June 3, 2016

Reflection / Sean Gallagher

Rookie Indianapolis 500 winner shows how ‘grace builds on nature’

Sean Gallagher“I have no idea how we pulled that off.”

That was Alexander Rossi’s reaction to winning the 100th running of the Indianapolis 500 on May 29 as a rookie driving in only the second oval race of his short career.

On paper, he should have never won that historic race. Experienced drivers with stronger cars should have won—theoretically. But various circumstances took them out of the race, or put them out of contention.

Juan Pablo Montoya uncharacteristically lost control of his car and crashed in turn two, leaving him with a last-place finish after winning the race last year. Ryan Hunter-Reay and Townsend Bell, who both had fast cars all day, collided on a busy pit lane and ended up in the back of the field. Helio Castroneves, looking like a probable winner of what would have been his fourth Indy 500 victory, had his hopes dashed when J.R. Hildebrand collided with him on the track, damaging his back wing.

Finally, former winner Tony Kanaan and strong contenders Carlos Munoz and Josef Newgarden all had to pit for fuel with less than 10 laps to go.

That left Rossi with a large lead with three laps to go, but also in danger of running out of fuel. His pit crew, led by Bryan Herta, helped him squeeze literally every ounce of it out of his car. Munoz tried hard to catch up to him, but Rossi coasted across the yard of bricks as the winner.

The rookie may not have been able to explain how he won what Indianapolis Motor Speedway historian Donald Davidson said is arguably the most surprising finish in the race’s century-long history. But the circumstances of the race can illustrate for believers the mysterious interplay of divine providence and human freedom.

God either brings together by his will or at least allows the circumstances of our lives to bring us to where we are at in any particular moment. That place may have been far from God’s ideal plan for us. But he respects our freedom and can help us come back closer to him even after our worst choices, or after we’ve been caught up in difficult circumstances out of our control.

When we find ourselves closer to God in a better place later on, we might look back on the winding path that led there and make Alexander Rossi’s words our own: “I have no idea how we pulled that off.”

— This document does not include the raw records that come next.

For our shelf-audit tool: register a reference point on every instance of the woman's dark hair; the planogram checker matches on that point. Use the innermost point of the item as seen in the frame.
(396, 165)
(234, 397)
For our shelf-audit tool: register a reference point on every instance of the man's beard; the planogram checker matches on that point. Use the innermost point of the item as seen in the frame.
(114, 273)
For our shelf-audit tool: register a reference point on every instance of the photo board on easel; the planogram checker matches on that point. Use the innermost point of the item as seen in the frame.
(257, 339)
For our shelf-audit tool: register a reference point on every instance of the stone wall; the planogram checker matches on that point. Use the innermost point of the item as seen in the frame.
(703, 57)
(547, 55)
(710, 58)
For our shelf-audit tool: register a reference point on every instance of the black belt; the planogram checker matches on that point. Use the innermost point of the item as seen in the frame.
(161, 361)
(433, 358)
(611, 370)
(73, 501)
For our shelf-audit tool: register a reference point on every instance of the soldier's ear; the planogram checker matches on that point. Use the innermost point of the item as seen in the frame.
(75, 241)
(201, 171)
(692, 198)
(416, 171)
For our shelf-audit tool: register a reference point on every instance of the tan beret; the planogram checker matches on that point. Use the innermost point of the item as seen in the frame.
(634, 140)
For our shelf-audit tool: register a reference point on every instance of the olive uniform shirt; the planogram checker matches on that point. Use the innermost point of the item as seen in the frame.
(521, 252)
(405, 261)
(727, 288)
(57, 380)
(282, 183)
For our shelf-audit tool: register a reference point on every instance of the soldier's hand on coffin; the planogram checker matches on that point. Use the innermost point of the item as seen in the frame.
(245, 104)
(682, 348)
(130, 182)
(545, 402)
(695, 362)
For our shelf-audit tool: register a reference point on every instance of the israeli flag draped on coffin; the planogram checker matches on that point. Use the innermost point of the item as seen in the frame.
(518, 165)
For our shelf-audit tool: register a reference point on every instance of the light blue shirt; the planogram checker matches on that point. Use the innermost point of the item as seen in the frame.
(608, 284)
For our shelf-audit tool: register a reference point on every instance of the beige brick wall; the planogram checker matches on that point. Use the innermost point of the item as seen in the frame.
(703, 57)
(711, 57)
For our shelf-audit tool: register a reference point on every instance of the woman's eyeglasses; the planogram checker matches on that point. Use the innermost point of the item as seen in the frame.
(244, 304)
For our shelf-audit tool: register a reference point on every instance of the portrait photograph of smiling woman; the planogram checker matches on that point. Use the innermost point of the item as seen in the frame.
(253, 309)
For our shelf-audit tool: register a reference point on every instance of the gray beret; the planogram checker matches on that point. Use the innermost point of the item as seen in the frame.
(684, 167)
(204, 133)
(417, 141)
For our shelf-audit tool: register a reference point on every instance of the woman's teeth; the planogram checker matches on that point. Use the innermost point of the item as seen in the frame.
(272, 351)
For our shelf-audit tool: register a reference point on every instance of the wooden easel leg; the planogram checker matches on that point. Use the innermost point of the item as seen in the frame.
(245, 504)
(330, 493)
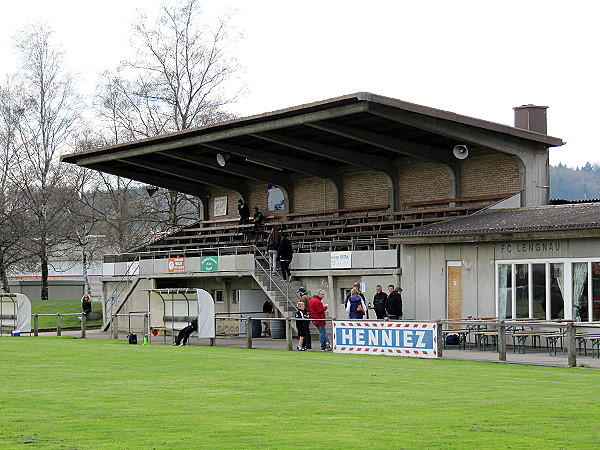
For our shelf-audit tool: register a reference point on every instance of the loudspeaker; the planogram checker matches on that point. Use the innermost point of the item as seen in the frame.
(222, 159)
(460, 151)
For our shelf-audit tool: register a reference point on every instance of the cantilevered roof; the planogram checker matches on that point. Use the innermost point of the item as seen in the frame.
(555, 221)
(325, 139)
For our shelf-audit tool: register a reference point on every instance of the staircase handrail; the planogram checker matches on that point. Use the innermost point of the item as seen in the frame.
(120, 287)
(270, 275)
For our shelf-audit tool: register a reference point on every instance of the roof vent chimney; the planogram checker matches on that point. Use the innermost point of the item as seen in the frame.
(532, 118)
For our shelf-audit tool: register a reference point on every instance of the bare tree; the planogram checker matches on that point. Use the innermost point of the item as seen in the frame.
(182, 76)
(50, 114)
(12, 223)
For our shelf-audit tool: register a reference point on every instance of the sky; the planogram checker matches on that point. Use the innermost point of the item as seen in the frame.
(476, 58)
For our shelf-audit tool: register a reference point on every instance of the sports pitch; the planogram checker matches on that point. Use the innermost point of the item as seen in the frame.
(79, 394)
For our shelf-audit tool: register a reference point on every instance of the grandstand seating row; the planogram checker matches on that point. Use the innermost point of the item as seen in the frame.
(333, 229)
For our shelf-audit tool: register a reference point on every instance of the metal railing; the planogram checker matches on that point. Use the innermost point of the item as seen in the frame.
(269, 272)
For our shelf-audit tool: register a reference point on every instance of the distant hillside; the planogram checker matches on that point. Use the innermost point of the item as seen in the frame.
(575, 184)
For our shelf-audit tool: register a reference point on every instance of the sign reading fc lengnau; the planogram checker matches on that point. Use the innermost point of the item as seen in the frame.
(386, 338)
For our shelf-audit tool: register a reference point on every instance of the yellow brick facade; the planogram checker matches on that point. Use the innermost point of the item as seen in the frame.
(486, 175)
(362, 189)
(423, 182)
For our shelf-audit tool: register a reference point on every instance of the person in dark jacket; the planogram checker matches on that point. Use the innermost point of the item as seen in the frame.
(302, 325)
(184, 334)
(393, 305)
(352, 306)
(244, 212)
(285, 254)
(379, 302)
(86, 304)
(273, 248)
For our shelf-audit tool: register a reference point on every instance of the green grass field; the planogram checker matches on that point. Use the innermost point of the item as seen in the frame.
(77, 393)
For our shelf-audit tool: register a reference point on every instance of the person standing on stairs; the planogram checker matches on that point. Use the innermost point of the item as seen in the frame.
(285, 253)
(272, 249)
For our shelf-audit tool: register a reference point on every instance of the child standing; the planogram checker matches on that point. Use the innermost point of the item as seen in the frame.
(302, 325)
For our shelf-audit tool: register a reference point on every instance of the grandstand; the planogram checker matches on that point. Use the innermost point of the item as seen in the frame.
(352, 172)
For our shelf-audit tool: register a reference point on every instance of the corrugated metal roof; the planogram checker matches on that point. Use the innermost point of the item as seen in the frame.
(540, 218)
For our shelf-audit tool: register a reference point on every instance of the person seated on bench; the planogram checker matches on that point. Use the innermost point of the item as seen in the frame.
(86, 304)
(184, 334)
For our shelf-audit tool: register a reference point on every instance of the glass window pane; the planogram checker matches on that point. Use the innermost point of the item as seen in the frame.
(596, 291)
(539, 290)
(580, 291)
(557, 286)
(522, 286)
(504, 291)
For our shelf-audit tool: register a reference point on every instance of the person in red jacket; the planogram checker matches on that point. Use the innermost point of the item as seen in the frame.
(317, 310)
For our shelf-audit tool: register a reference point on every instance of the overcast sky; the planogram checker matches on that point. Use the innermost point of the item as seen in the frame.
(477, 58)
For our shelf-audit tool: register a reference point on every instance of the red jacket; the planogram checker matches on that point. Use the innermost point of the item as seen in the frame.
(317, 310)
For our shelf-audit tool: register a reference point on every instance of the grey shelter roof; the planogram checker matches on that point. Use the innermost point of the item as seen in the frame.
(553, 221)
(325, 138)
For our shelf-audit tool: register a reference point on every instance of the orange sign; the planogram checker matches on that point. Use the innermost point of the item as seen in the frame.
(176, 265)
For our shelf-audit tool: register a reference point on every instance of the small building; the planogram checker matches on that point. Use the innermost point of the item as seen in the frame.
(534, 262)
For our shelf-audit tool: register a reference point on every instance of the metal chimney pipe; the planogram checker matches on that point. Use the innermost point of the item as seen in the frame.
(532, 118)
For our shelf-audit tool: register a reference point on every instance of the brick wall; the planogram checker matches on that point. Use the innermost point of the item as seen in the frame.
(423, 182)
(482, 175)
(312, 194)
(486, 175)
(365, 189)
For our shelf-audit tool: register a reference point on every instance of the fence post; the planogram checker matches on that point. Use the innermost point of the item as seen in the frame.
(115, 327)
(83, 324)
(440, 338)
(213, 341)
(288, 333)
(248, 332)
(571, 352)
(502, 341)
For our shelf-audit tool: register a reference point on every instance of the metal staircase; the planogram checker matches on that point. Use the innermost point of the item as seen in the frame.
(283, 294)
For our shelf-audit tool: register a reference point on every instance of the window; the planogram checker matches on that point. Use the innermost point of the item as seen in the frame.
(551, 290)
(522, 290)
(218, 296)
(504, 291)
(594, 300)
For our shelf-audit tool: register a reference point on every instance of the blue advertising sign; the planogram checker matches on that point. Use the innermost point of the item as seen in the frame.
(386, 338)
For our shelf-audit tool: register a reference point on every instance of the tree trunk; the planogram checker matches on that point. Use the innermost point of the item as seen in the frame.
(3, 275)
(86, 269)
(44, 264)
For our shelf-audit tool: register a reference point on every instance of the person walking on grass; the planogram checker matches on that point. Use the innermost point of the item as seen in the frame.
(305, 298)
(317, 309)
(379, 302)
(352, 307)
(184, 334)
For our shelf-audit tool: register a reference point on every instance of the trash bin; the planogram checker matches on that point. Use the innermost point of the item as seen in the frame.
(278, 329)
(256, 328)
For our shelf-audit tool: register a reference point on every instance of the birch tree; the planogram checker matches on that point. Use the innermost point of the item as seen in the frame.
(50, 112)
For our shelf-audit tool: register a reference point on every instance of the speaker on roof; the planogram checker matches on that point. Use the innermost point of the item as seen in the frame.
(222, 159)
(460, 151)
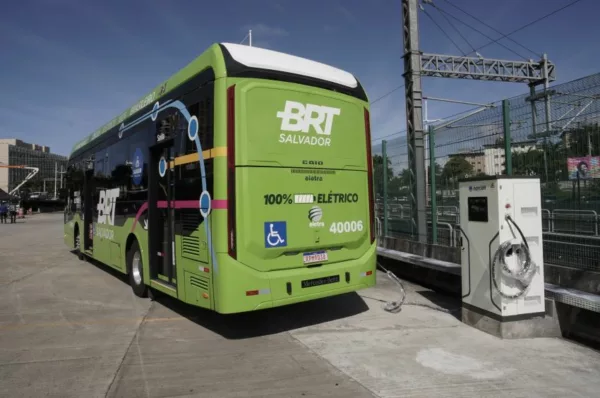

But our faith can lift the veil off of at least part of this mystery when we reflect upon it in light of St. Thomas Aquinas’ proverb that “grace builds on nature.”

The unforeseeable circumstances of the 100th running of the Indianapolis 500 put favored drivers either out of the race or at the back of the field, and gave Alexander Rossi a chance to drink the winner’s milk, even though no Indy Car expert foresaw his victory before the green flag fell.

That, in a sense, was a providential grace, an unmerited gift that Rossi did not create for himself and did not deserve. But once it was put before him, he had to use his freedom—which is at the heart of human nature—in order to take advantage of it and claim victory. He and his team had to use every trick they could think of to get his car across the finish line first. And they did.

God’s grace is there for us every day to help us to the ultimate human victory: eternal life with God in heaven. Use your freedom to accept this greatest of gifts.